The concept was advocated by the Women First HealthCare Health Advisory Board, a group of six internationally recognized experts in women's health care. The program was then developed by two members of that Board, Daniel R. Mishell, Jr., MD, professor and chairman, Department of Obstetrics and Gynecology, Keck School of Medicine at the University of Southern California, and Leon Speroff, MD, professor, Department of Obstetrics and Gynecology, Oregon Health Sciences University School of Medicine. It is being offered to clinicians using a multimedia medical educational program, and information will be made available via the Internet at www.womenfirst.com.
Dr. Mishell stated, "In a day and age where the benefits and risks of estrogen replenishment therapy are controversial, non-use is the biggest challenge. The standard of care has been treating women empirically with one or two doses of oral estrogen based upon studies of bone loss in large numbers of treated women. However, every woman metabolizes estrogen differently, and her response to the same dose of estrogen is variable. Measuring estradiol levels in blood can determine the effect of estrogen on each woman."
"With oral therapies, estradiol levels vary greatly according to time after ingestion and metabolism," added Dr.

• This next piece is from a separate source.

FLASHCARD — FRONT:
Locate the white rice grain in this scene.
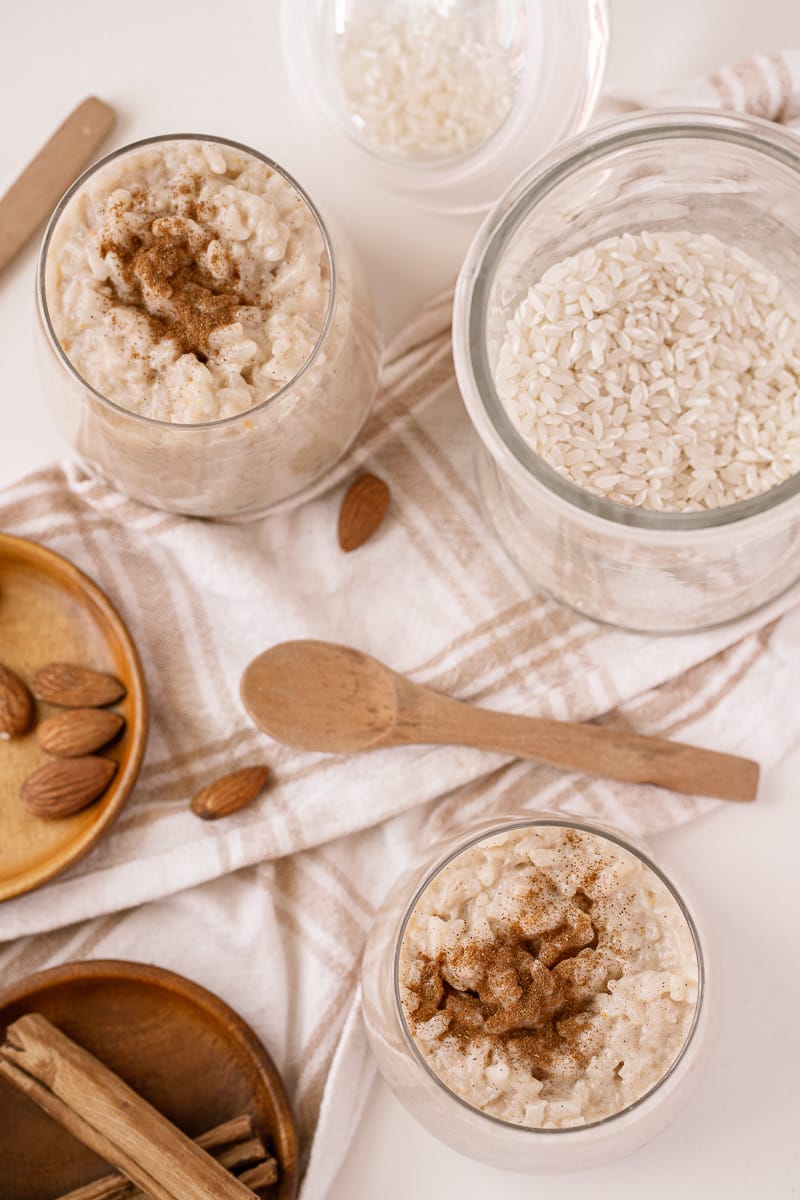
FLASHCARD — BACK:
[495,230,800,511]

Mishell. "Transdermal therapies provide a constant, steady release of estradiol and allow measurement of estradiol at any time period."
Commenting on the program, Edward F. Calesa, Women First chairman, president and CEO, noted, "This is a new concept for estrogen, but it is the standard approach for other endocrine conditions such as hypothyroidism and diabetes. We have an appropriate solution for this concept because our product is transdermal, and it is the only product with five different approved doses."

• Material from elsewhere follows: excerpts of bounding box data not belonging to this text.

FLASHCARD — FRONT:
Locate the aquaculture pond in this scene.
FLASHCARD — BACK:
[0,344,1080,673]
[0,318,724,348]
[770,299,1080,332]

About Women First HealthCare, Inc.
Women First HealthCare, Inc. (Nasdaq:WFHC) is a San Diego-based specialty pharmaceutical company. Founded in 1996, its mission is to help midlife women make informed choices regarding their health care and to provide pharmaceutical products -- the Company's primary emphasis -- and lifestyle products to meet their needs. Women First HealthCare is specifically targeted to women age 40+ and their clinicians. An internationally recognized Health Advisory Board of experts in women's health guides Women First HealthCare in the development of information and products for women and clinicians as women transition from perimenopause through postmenopause. The Company operates in three segments: Pharmaceuticals, Consumer Business and Corporate Marketing. Product focus currently includes estrogen replenishment, headache management, antibacterial/urinary tract infection management, dietary supplementation and self-care/lifestyle. Further information about Women First HealthCare can be found online at www.womenfirst.com, About Us and Investor Relations. Information about the Company's As We Change(r) national mail order catalog and Internet retailer can also be found online at www.aswechange.com.
Safe Harbor Statement under the Private Securities Litigation Reform Act of 1995: This press release may contain certain "forward-looking statements" within the meaning of the Private Securities Litigation Reform Act of 1995. Such forward-looking statements are subject to various risks, and Women First HealthCare, Inc. cautions you that any forward-looking information is not a guarantee of future performance. Women First HealthCare, Inc. disclaims any intent or obligation to update these forward-looking statements. Actual results could differ materially due to a number of factors, including (i) we have incurred significant losses since we were founded in November 1996, and if midlife women do not use, and their clinicians do not recommend, the products we offer, we will continue to experience losses; (ii) there is a limited market awareness of our Company and the products and services we offer; (iii) we may not be able to identify appropriate licensing, co-promotion or acquisition candidates in the future or to take advantage of the opportunities we identify; (iv) we and our products face significant competition; (v) if we do not successfully manage any growth we experience, we may experience increased expenses without corresponding revenue increases; (vi) we are dependent on single sources of supply for all of the products we offer; (vii) reduced consumer confidence could adversely affect sales by our Consumer Business Division; and (viii) additional factors set forth in the Company's Securities and Exchange Commission filings including its Annual Report on Form 10-K for the period ended December 31, 2000 and its Form 10-Q for the period ended September 30, 2001.